Bu dava, antitröst sorunları nedeniyle Google’a karşı açılan birkaç davadan biri. Bir başka davada Adalet Bakanlığı, Google’ı Chrome tarayıcısını satmaya zorlamak için, şirketin çevrimiçi aramayı yasadışı olarak tekelleştirdiğine dair dönüm noktası niteliğindeki bir kararı kazanmaya çalışıyor.
Google kaç pazarda tekel?
Davada en çok tartışılan konulardan biri, Google’ın reklam teknolojisi pazarındaki faaliyetlerinin kaç farklı piyasayı kapsadığı. DOJ, Google’ın üç ayrı reklam pazarında tekel olduğunu savunuyor: yayıncı reklam sunucuları, reklam borsaları ve reklamveren ağları.
Adalet Bakanlığı avukatı Aaron Teitelbaum, “Google bir, iki, üç kez tekelci. Şirketin “iç belgeleri bunun bir değil üç pazar olduğunu açıkça ortaya koyuyor.” dedi. DOJ, özellikle Google’ın yayıncılarla kurduğu bağları ve AdX reklam borsası ile DFP reklam sunucusunun entegre yapısını eleştirerek tekelci davranışların kanıtlarını ortaya koyduğunu savunuyor. DOJ avukatı Aaron Teitelbaum, Google’ın Unified Pricing Rules (UPR) gibi uygulamalarının tek bir pazar olsa bile tekel gücünün açık bir göstergesi olduğunu ifade etti.

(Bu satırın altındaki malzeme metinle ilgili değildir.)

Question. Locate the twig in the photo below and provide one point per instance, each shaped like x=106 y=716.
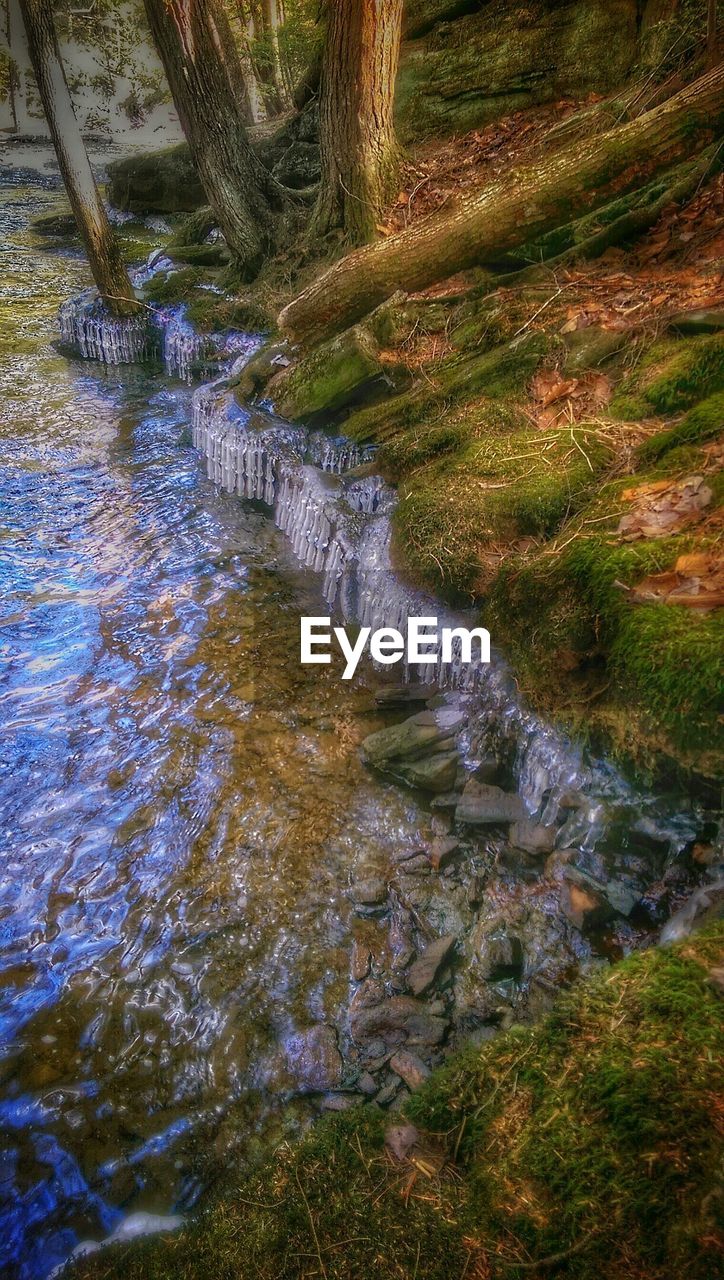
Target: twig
x=554 y=1258
x=311 y=1224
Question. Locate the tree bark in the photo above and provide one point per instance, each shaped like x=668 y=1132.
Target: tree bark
x=358 y=146
x=481 y=224
x=101 y=246
x=248 y=202
x=711 y=35
x=271 y=23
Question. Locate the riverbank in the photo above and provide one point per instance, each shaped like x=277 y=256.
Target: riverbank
x=553 y=432
x=587 y=1144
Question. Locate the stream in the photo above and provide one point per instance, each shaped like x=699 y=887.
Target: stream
x=183 y=805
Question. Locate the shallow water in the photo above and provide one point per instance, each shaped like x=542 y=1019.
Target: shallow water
x=182 y=804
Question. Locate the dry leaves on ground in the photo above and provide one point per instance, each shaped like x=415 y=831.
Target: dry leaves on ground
x=559 y=400
x=664 y=507
x=696 y=581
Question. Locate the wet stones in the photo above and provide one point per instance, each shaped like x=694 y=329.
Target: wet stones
x=485 y=804
x=531 y=837
x=421 y=750
x=425 y=970
x=705 y=905
x=409 y=1068
x=399 y=1019
x=371 y=892
x=583 y=900
x=312 y=1060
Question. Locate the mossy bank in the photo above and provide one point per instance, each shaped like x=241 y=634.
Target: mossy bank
x=587 y=1146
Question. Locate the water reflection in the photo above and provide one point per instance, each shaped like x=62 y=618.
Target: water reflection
x=181 y=801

Google’ın savunması: “Refusal to Deal” ilkesi
Google, ikinci büyük yasal silahında 2004 tarihli Verizon v. Trinko davasına atıfta bulunarak, şirketlerin rakipleriyle iş birliği yapmaya zorlanamayacağını savundu. Google, ürünlerinin diğer reklam teknolojileriyle halihazırda uyumlu olduğunu ve yasal zorunlulukların müşteri tabanını “ortak mülk” haline getireceğini öne sürdü. DOJ ise bu argümana karşı çıkarak, Google’ın davranışlarının büyük ölçüde kendi müşterileriyle ilişkili olduğunu, yani tekelci bir tavır sergilediğini savundu.
Google savunmasını yaparken, kendisini mahkeme salonlarına takip eden bir suçlamayla da karşı karşıya: sohbet mesajlarını kasıtlı olarak sildiği iddiası. DOJ, Brinkema’nın silinen mesajların ne söylediği konusunda şüpheye düştüğü her yerde olumsuz bir çıkarım yapmasını istiyor – başka bir deyişle, silinen mesajların Google’ın davası için kötü görüneceğini varsayıyor.